For the past 10 years we've praised — ad nauseam — “thinking outside the box.”

Conventional wisdom is shunned as the foolish consistency of little minds. Fast-track executives prefer to risk failure rather than succeed through tried and true methods.

Common sense seems to be uncommon and undesirable. It's no wonder dealers so regularly ask themselves, “What are they thinking?”

I'm hoping for a return of “inside the box thinking” along with the new money that is entering Detroit.

I look forward to cars that work; a warranty that's straightforward (and included); a vehicle sale price that I can actually live on without extras; and products that are compelling enough that I don't lose every time the customer says yes to an advertised price.

Inside-the-box thinking may sound regressive, but I'll call it a return to sanity.

For the last 50 years, money men — bean counters — have run the automotive business.

One of them, somewhere back in time, convinced Detroit that a dollar of dividend on Wall Street was more valuable than a satisfied customer on Main Street.

Some time between then and now, it was decided that the profit on a car belongs to the shareholder and that the dealer will live on something else.

What ensued was such a tortured, callous, indifference that customer satisfaction programs and countless regulations (complete with draconian penalties) quickly were enacted.

Gone were the days when customers and their local retailers had any sort of relationship. Gone are those dear customers who thought that it would be an unthinkable insult to their local dealer to show up for service not having bought the car there.

A dealership is a lot like a movie theater these days. The money from the ticket sale goes to the film producer and the theater owner is left to make his money at the concession stand.

The result is that it now costs too much for popcorn and a soda. This works in theaters because the public has accepted that the theater is not responsible for the film.

On the other hand, dealership customers believe the dealer is responsible for everything. Worse, the manufacturer has shifted most of its responsibility onto the dealer, furthering the myth about dealers having the resources and authority to make all things right.

Imagine what a movie ticket would cost if every time you didn't like the film you could ask for your money back from the theater, making theater owners responsible for each viewer's satisfaction with the film.

A generation of slick theater owners would emerge, looking to hook you into fine-print disclaimers and protection policies.

Producers would talk publicly about quality film houses, but secretly revel in stories about sneaky theaters achieving volume sales by appearing to give away tickets below cost.

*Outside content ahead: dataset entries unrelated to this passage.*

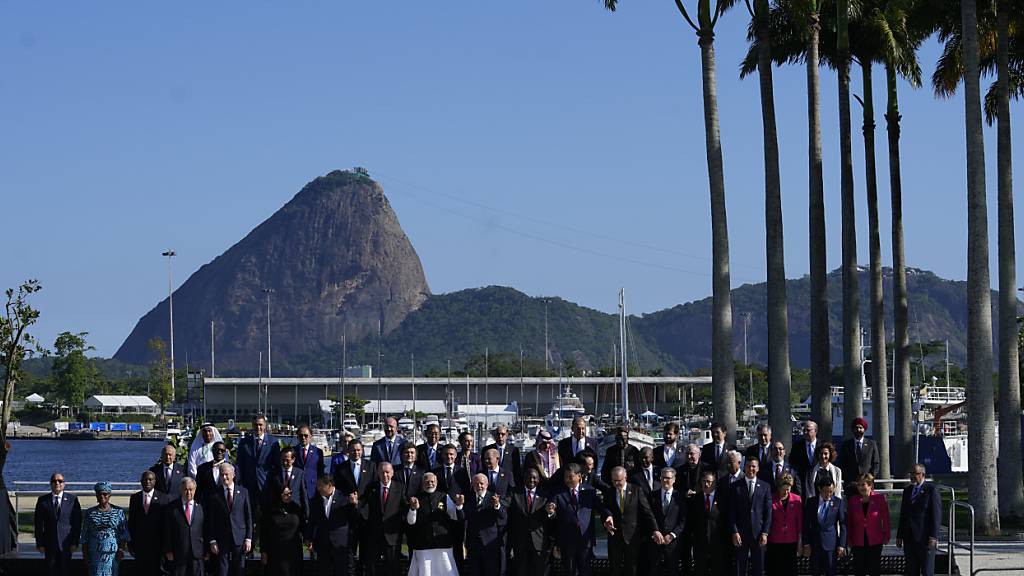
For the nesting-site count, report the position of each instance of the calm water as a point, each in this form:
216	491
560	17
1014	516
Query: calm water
113	460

Fortunately, the public understands a bad movie is not the fault of the theater owner. The same public understands most retail items aren't the responsibility of the vender. No one expects the local appliance store to pay for repairs if a TV breaks down.

I wonder if appliance vendors got out of the repair business when big-box thinking focused manufacturers on volume rather than customers. So strongly do customers align responsibility with service of a product that it would be easy for a manufacturer to sidestep its share of the responsibility.

When a manufacturer ceases to listen to the public, the world looks like a spread sheet instead of a relationship.

We need to go back to a time when common sense prevailed, when managers made decisions in the field based on knowing right from wrong and with the confidence of support from their superiors in the home office.

Maybe after all the losers finally give up their market share, we will see sanity return to retailing. I welcome that, even though I do like unlimited soda refills for just 25 cents more.

Peter Brandow is a veteran auto dealer in Pennsylvania and New Jersey.